The vultures are circling. It’s no secret that the financial crisis precipitated by the continuing global pandemic has hit the hospitality industry especially hard, leaving many properties shuttered or on the verge of being so, and workers and owners alike scrambling for firmer footing elsewhere. Yet, as the saying goes, “One man’s loss is another man’s gain.” Increasingly, this applies to transactions involving distressed properties, maintains attorney David Reina, a partner in Morris, Manning & Martin LLP’s Hospitality Practice, where, he says, he has “one foot in multi-family and the other in hospitality.” As he explains to LODGING, “Hotels worldwide have been hemorrhaging money due to low occupancy rates during the pandemic, which has turned out to be far worse than the ‘short-term catastrophe’ hoteliers were prepared to weather.” This, he says, has created an opportunity for real estate companies to buy the properties of frantic hotel owners at a discount, often to convert them to a more stable multi-family asset class.

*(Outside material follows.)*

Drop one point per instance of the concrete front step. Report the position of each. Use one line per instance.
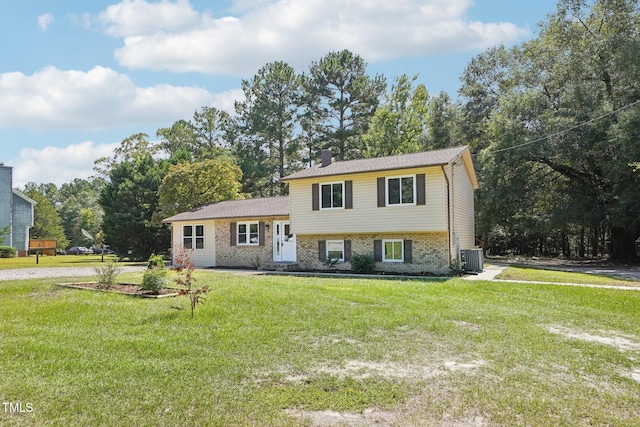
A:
(280, 266)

Conversion Conditions and Considerations
Reina says converting hotels to another kind of multifamily asset class—e.g., affordable housing or market-rate housing—is nothing new, but the number of opportunities is usually limited. “In the past, they existed within a market that had a pretty robust hotel industry, so opportunities were few and far between.” That began to change, he says, with the arrival of COVID-19, which drove down occupancy and depressed prices. Yet, he continues, most saw it as a storm that would pass. “When COVID first hit in March and into April, the loss of revenue at the hotels was catastrophic, but it was widely expected it would be short-term catastrophic, in which case you could keep your business plan in place, perhaps negotiating arrangements with your current lender for a month or two, after which everything would be fine.” Yet, when that two-month problem stretched beyond nine months, he says, many owners felt pressured to sell. For them, the relief expected by the vaccine would just not come soon enough.
Buyers' Considerations
Reina says there are in fact buyers with the financial resources and time to wait out the industry’s recovery who plan to retain the properties as hotels. “Some have substantial reserves of cash and know that they can buy at a discount right now, absorb 18 months of losses or under-performance, and when everything gets back to normal, enjoy a profitable enterprise.” However, he says, between the quality of the properties available now and the uncertainty of the future of hospitality, there are good reasons those motivated to buy at this particular time are far more likely to be thinking in terms of “flipping them into something with greater demand.”
“Hotels worldwide have been hemorrhaging money due to low occupancy rates during the pandemic, which has turned out to be far worse than the ‘short-term catastrophe’ hoteliers were prepared to weather.”
Reina describes the kind of hotels that were typically slated for conversion in the past as older hotels in decline, while the larger pool of properties available now are generally in better condition. Other advantages, he says, boil down to cost savings and a larger pool of prospective buyers. “It’s cheaper and faster to convert an existing structure like a hotel into a multifamily project than building from the ground up, which involves a different skill set.” This, he says, means developers can offer a multifamily product in six to 12 months instead of 18 to 24 months. He adds that such advantages also make conversions attractive to an expanded market of investors, including a larger variety of private equity firms.
Seller's Considerations
Reina says the timing may also be optimal for hotel owners who—for whatever reason—wish to extricate themselves from cumbersome franchise agreements. “There seems to be willingness on the part of the brands, particularly for some sub-brands that they’re not fully supporting anymore, to allow a termination of a flag several years earlier than it would typically expire, enabling them to sell the property unencumbered to a conversion buyer,” says Reina.
A Matter of Different Demand
Reina himself does not subscribe to the belief that the entire hotel market was necessarily oversaturated prior to the pandemic, maintaining that the proliferation of new properties—especially top-tier introductions such as lifestyle and independent hotels—was based on legitimate demand at the time. Yet, he says, some segments that were in fact oversaturated then are likely to remain so, even if a significant number are sold for conversion. “Certainly, the level of saturation was one of the conditions that is contributing to a ripe conversion market, but I don’t know that there will be enough conversions to un-saturate that market; so, while COVID might be the natural instigator of that unsaturation trend, I don’t think conversions necessarily are going to be a big part of that,” he concludes.
As Reina sees it, in light of the unpredictability of the hospitality market for the foreseeable future, other types of multifamily housing may well be a surer bet when local market conditions and zoning requirements support that type of development.